# Worksheet 5: Spark DataFrame manipulations ()

## Import the worksheet5.ipynb to databricks community edition

- For this worksheet5, I'd like you to upload the ipynb to databricks community edition and work on the assignment there.
- After finish the assignment, you can download it to your github repo, and push the changes

### Exercise 1: Creating a Spark DataFrame from a List with Predefined Data Types

#### Instructions:
1. **Import necessary Spark libraries.**
2. **Define a list of book data.** The list should contain tuples with the following information: Title (String), Author (String), Year (Integer), and Rating (Float).
3. **Define the schema with predefined data types.** Use `StructType` and `StructField` to define the schema.
4. **Create a DataFrame using the list and schema.** Use `spark.createDataFrame(data, schema)`.
5. **Show the DataFrame.** Use `df.show()` to display the DataFrame.

#### Example Data:


In [0]:
data = [
    ("The Catcher in the Rye", "J.D. Salinger", 1951, 4.0),
    ("To Kill a Mockingbird", "Harper Lee", 1960, 4.3),
    ("1984", "George Orwell", 1949, 4.2),
    ("Pride and Prejudice", "Jane Austen", 1813, 4.3),
    ("The Great Gatsby", "F. Scott Fitzgerald", 1925, 3.9),
    ("Moby-Dick", "Herman Melville", 1851, 3.5),
    ("War and Peace", "Leo Tolstoy", 1869, 4.1),
    ("The Odyssey", "Homer", -800, 3.8),
    ("Ulysses", "James Joyce", 1922, 3.7),
    ("The Divine Comedy", "Dante Alighieri", 1320, 4.2)
]

In [0]:
# YOUR CODE HERE

# Step 1: Import necessary Spark libraries
from pyspark.sql import SparkSession
from pyspark.sql.types import StructType, StructField, StringType, IntegerType, FloatType

# Step 2: Create a Spark session
spark = SparkSession.builder.appName("BookDataFrame").getOrCreate()

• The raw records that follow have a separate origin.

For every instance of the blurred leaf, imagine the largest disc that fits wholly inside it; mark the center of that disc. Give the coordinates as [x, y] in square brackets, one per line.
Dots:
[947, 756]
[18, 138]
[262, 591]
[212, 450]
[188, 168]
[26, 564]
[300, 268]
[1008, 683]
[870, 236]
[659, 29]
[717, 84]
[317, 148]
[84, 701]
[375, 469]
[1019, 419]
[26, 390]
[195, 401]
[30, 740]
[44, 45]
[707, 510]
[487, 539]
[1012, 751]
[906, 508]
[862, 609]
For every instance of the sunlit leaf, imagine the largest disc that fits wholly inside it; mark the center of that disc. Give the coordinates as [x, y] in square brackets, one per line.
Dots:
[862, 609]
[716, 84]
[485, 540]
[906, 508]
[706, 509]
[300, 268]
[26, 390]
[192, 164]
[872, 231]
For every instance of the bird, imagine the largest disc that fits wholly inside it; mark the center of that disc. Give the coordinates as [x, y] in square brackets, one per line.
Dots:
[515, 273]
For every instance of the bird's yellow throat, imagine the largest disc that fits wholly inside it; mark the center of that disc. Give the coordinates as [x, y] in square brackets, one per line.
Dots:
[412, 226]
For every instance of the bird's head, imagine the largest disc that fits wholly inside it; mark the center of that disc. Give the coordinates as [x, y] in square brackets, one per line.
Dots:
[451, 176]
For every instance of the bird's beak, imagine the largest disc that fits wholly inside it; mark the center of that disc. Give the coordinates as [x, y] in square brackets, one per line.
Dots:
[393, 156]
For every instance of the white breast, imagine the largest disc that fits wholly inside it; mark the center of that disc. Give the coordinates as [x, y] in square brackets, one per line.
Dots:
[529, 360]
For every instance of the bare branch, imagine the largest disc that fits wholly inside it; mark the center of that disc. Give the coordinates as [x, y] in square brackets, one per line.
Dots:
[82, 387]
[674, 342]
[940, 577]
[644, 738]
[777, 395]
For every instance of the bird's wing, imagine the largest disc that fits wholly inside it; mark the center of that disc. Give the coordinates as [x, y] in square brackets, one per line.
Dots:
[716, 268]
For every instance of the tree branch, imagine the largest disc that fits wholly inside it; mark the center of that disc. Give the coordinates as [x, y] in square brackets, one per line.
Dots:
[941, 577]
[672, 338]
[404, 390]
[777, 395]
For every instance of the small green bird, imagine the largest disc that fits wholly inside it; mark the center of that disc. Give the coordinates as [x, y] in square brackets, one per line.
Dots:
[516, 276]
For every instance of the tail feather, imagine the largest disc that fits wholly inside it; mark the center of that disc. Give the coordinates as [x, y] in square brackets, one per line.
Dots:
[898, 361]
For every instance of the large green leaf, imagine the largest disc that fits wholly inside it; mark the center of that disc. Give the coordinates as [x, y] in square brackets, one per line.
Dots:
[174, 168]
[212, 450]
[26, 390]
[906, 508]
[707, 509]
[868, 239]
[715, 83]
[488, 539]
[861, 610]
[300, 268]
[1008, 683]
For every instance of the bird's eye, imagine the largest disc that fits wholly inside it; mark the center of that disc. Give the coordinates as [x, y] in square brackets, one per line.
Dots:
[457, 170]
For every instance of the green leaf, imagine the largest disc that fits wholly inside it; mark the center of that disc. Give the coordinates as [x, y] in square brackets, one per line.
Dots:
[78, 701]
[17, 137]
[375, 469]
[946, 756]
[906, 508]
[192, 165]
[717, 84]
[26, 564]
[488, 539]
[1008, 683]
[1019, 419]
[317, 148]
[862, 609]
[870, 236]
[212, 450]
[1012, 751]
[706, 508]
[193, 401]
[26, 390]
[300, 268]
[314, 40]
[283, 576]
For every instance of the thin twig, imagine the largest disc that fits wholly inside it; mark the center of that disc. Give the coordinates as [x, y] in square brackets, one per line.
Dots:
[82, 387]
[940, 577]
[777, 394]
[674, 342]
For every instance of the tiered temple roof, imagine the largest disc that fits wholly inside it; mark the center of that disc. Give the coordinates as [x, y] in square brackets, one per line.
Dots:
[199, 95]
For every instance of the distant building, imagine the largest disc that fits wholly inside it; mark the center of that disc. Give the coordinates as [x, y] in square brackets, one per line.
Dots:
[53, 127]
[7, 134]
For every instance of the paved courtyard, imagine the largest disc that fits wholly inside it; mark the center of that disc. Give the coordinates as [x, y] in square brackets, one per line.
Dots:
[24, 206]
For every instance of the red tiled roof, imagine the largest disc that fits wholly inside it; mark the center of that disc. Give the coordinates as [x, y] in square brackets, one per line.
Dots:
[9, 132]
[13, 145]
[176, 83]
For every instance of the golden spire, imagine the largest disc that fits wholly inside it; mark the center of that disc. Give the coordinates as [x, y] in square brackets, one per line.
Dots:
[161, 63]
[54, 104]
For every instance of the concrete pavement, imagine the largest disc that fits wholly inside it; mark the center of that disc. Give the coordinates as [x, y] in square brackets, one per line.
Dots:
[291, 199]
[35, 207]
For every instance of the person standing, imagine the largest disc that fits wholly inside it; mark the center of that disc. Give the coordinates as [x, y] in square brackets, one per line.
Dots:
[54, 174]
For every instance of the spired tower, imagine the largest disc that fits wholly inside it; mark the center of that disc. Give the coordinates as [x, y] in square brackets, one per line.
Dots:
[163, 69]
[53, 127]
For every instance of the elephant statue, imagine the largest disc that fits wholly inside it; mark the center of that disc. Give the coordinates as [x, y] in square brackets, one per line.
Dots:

# Step 3: Define a list of book data (Title, Author, Year, Rating)
book_data = [
    ("The Catcher in the Rye", "J.D. Salinger", 1951, 4.0),
    ("To Kill a Mockingbird", "Harper Lee", 1960, 4.27),
    ("1984", "George Orwell", 1949, 4.17),
    ("Pride and Prejudice", "Jane Austen", 1813, 4.26),
    ("The Great Gatsby", "F. Scott Fitzgerald", 1925, 3.91)
]

# Step 4: Define the schema using StructType and StructField
schema = StructType([
    StructField("Title", StringType(), True),
    StructField("Author", StringType(), True),
    StructField("Year", IntegerType(), True),
    StructField("Rating", FloatType(), True)
])

# Step 5: Create a DataFrame using the list and schema
df = spark.createDataFrame(book_data, schema)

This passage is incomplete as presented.